Something That Has Never Existed Before
I never thought we could do it this quickly.
Just a couple of weeks ago, for the first time in the history of the world, a Kamea New Testament app became a reality. When I say “first time in the history of the world,” I mean exactly that. There has never been a digital Kamea New Testament. In fact, so far there have only been a handful of printed ones! And yet here it is, ready to put into the hands and pockets of our Kamea people almost immediately, without waiting for the printing process.
The app already includes audio recordings of John chapters 1 through 9, so that those who cannot read Kamea yet can hear Pastor Ben’s recording of the Word of God in their own language. Our people can share it by Bluetooth with one another, passing the New Testament from phone to phone the way they’ve always shared the things that matter most. Doing it face to face, village to village. Lord willing, it will soon be available on the Google Play Store.

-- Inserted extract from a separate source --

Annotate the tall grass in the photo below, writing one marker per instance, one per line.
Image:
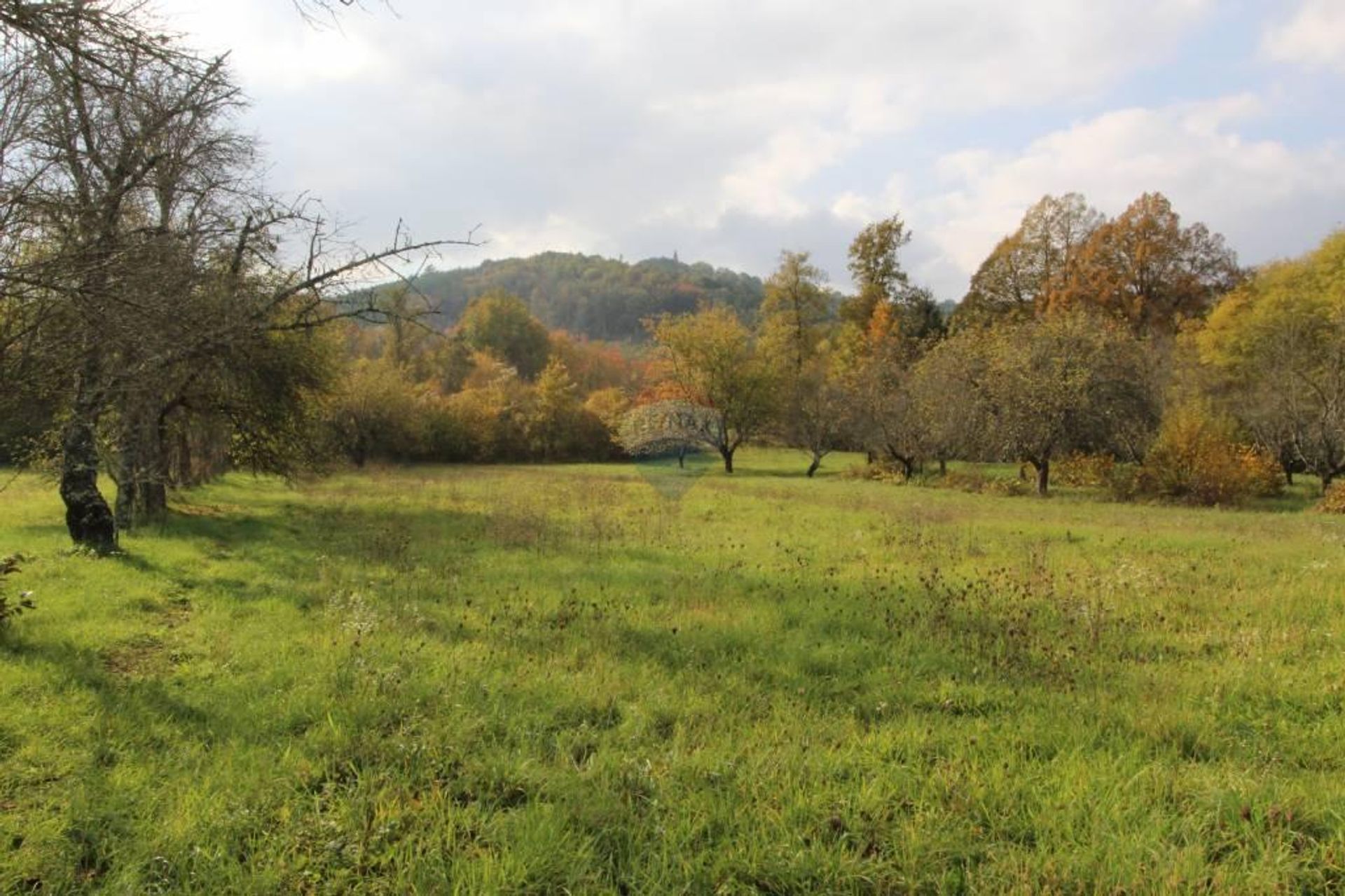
(560, 678)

It’s an amazing thing that our bush people who have none of the modern conveniences of town always seem to have access to a cheap smart phone. And that makes me think about those who will see the text of the Kamea New Testament for the first time in those phones, and those old men and women in the mountains who will hear the voice of Pastor Ben reading the words of Jesus in their heart language.
How We Got Here
People sometimes ask me how Bible translation works. It does not happen quickly, and it does not happen easily. Let me walk you through what these past years have looked like.

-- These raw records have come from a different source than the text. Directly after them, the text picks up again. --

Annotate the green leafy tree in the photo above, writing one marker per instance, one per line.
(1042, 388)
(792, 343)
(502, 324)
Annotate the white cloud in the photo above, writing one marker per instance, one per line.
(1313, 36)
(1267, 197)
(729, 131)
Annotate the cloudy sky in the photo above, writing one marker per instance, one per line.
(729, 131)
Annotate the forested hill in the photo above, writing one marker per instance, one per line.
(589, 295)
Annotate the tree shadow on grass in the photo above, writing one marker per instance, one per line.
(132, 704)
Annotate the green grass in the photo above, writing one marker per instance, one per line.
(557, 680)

It begins by learning the language while you are living inside it. You learn the sounds and grammar and idioms of a people while you are eating their food and living in their village. From that foundation, you begin to identify national believers who have both the gift of language and the capacity to wrestle with biblical concepts. You find those who can feel the weight of a theological term and ask, “How do we say this in a way that is clear?”
Together you work through the books of the New Testament. You draft a section, then you test it by taking it back to the people who speak the language as their mother tongue, and you ask how it sounds to them. Does this say what we meant? Does it sound like Kamea, or does it sound like a foreigner? You revise. You test again.
Eleven years later, you have a complete document. But you are not finished. You read it again as a whole, looking for the mistakes you missed and listening for the places where the language could flow more naturally, like how a Kamea grandmother would understand the story. You keep revising. You work toward the day it can be printed.

That is where we are. And now, by God’s grace, while we press toward printing, the Kamea people do not have to wait any longer to hold it in their hands. They can have it in their phone.
Help Us in Prayer
Pray for the Kamea app — that it will reach into the mountains where most of our people live, and that the Word of God in their language will find its way into hearts that have never heard it clearly before.
Pray for our upcoming graduation — for the graduates, their families, and the churches that sent them.
And as always, pray for us.
Thank you for holding your end of the rope.